Return potential: Income depends heavily on location, seasonality and demand. Airbnb estimates a two-bedroom home in Los Angeles could bring in more than $2,000 for a week-long booking—before expenses.
8. Peer-to-Peer Lending
Effort: Low. Select loans, monitor how they’re being repaid, and reinvest returns. Many platforms offer automation to simplify the process.
Return potential: Prosper reports an average historical return of 5.2% across its loans. Individual loans vary, but lending out $10,000 for a year could theoretically earn around $520 before fees and taxes.
9. Crypto Staking
Effort: Low to moderate for those already comfortable with cryptocurrency. You’ll pick a platform or validator, set up staking, and keep track of lockup periods and rewards.
Return potential: Rates vary by asset and platform. On Coinbase, for instance, Ethereum currently offers a staking rate of about 1.76% APY—meaning $10,000 in ETH could earn close to $180 over a year. Note that crypto carries significant price volatility.
How to Choose the Right Strategy
Matching a strategy to your goals comes down to three questions: How much risk can you tolerate? How much time do you want to spend managing it? And how soon might you need the money? Low-effort, lower-risk options like HYSAs, CDs and bonds suit conservative savers and short time horizons. Dividend stocks, funds and REITs offer higher potential yields with more research required. Short-term rentals and crypto staking sit at the higher-effort or higher-volatility end of the spectrum.
Diversifying across several of these approaches can smooth out returns and reduce your exposure to any single risk.

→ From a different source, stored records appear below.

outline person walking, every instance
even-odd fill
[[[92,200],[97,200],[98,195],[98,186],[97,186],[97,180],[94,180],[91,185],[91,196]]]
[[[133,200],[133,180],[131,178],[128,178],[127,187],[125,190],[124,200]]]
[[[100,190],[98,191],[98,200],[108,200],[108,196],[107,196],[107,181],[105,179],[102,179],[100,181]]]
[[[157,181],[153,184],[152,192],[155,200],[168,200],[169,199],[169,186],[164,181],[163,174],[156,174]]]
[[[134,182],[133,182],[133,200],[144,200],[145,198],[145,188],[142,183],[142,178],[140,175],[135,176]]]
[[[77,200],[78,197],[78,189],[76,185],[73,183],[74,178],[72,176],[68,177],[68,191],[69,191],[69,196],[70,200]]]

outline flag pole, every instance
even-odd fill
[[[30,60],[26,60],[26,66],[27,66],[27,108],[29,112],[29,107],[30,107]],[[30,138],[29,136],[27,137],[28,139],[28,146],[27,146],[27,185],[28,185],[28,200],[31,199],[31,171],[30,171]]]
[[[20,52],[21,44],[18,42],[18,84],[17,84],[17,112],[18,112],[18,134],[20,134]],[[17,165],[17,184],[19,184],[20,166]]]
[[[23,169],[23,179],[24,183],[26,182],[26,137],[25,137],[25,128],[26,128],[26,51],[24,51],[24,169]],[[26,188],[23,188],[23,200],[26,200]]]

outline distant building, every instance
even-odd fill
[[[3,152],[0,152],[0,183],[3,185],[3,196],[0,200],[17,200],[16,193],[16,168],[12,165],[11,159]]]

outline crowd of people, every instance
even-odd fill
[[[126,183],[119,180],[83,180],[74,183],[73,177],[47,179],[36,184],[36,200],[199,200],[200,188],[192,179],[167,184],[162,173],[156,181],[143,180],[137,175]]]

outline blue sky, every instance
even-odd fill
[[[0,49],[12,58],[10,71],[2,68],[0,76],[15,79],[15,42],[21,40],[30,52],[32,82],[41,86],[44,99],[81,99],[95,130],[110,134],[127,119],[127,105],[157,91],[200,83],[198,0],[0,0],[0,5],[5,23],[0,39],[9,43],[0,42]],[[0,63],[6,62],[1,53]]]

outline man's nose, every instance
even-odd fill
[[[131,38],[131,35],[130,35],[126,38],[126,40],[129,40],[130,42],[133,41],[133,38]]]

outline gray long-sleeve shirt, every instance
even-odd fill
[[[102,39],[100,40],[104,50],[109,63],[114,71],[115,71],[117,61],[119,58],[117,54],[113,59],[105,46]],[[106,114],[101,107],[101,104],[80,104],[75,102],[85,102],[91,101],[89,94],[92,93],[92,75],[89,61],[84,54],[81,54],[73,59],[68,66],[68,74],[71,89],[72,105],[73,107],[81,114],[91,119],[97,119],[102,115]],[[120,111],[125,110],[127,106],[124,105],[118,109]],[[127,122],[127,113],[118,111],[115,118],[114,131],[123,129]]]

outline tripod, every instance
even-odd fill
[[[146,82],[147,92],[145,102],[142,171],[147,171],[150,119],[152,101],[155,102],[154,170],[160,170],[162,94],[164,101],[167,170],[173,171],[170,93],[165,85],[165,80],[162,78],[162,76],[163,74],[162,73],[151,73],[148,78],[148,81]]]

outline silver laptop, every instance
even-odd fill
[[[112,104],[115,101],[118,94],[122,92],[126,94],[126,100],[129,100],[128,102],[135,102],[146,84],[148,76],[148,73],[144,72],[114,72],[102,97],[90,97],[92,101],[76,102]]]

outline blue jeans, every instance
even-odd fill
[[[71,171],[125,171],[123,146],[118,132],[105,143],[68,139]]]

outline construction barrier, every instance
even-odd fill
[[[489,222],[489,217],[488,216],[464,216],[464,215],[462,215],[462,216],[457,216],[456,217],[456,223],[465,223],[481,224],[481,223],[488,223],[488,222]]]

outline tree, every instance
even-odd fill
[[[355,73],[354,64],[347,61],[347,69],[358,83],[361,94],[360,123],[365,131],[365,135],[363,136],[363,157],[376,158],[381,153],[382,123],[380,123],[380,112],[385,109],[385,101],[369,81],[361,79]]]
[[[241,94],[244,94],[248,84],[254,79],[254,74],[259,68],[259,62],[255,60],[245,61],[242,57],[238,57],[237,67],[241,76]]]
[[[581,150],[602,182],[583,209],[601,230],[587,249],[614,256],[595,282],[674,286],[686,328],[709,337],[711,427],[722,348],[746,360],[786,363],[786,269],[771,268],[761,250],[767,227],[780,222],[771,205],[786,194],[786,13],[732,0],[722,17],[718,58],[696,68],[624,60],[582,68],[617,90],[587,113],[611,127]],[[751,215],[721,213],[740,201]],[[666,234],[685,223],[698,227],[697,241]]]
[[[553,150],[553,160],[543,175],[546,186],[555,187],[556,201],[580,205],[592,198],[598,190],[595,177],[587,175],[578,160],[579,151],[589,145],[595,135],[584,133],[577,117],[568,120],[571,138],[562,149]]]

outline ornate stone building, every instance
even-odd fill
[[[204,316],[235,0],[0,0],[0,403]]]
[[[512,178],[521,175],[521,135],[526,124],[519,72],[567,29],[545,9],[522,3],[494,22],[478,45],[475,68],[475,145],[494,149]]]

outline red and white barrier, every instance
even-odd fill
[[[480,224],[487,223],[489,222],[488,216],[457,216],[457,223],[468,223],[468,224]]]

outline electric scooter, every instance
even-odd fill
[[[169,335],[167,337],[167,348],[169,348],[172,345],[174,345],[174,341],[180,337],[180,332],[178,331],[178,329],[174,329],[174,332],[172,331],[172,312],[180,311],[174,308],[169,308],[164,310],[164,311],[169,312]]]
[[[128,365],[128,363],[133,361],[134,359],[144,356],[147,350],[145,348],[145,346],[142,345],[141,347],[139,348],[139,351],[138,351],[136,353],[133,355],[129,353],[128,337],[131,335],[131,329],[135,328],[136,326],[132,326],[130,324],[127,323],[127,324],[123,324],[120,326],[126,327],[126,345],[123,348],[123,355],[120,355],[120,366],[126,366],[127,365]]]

Frequently Asked Questions
Which passive income idea requires the least effort?
High-yield savings accounts and CDs are among the simplest. Once funded, they need almost no ongoing management—just occasional rate checks or waiting for a CD to mature.
Which option offers the highest return potential?
Among the ideas here, high-dividend funds (near 9%) and top dividend stocks (around 7%) offer some of the strongest yields, while short-term rentals can produce large income in the right market. Higher returns typically come with more effort or risk.
Is crypto staking safe?
Staking can generate steady rewards, but cryptocurrency prices are highly volatile, and staked assets may be locked for a period. Only invest what you can afford to have fluctuate significantly.
Do I owe taxes on passive income?
Yes. Interest, dividends, rental income, lending returns and staking rewards are generally taxable. Consult a tax professional to understand how each source affects your situation.
The Bottom Line
Building passive income in 2026 is less about finding one perfect vehicle and more about combining strategies that fit your risk appetite, time and liquidity needs. Whether you start with a simple high-yield savings account or venture into dividend funds, REITs or staking, the key is to let your money work while you focus on other things. Start small, stay diversified, and reinvest your earnings to compound your results over time.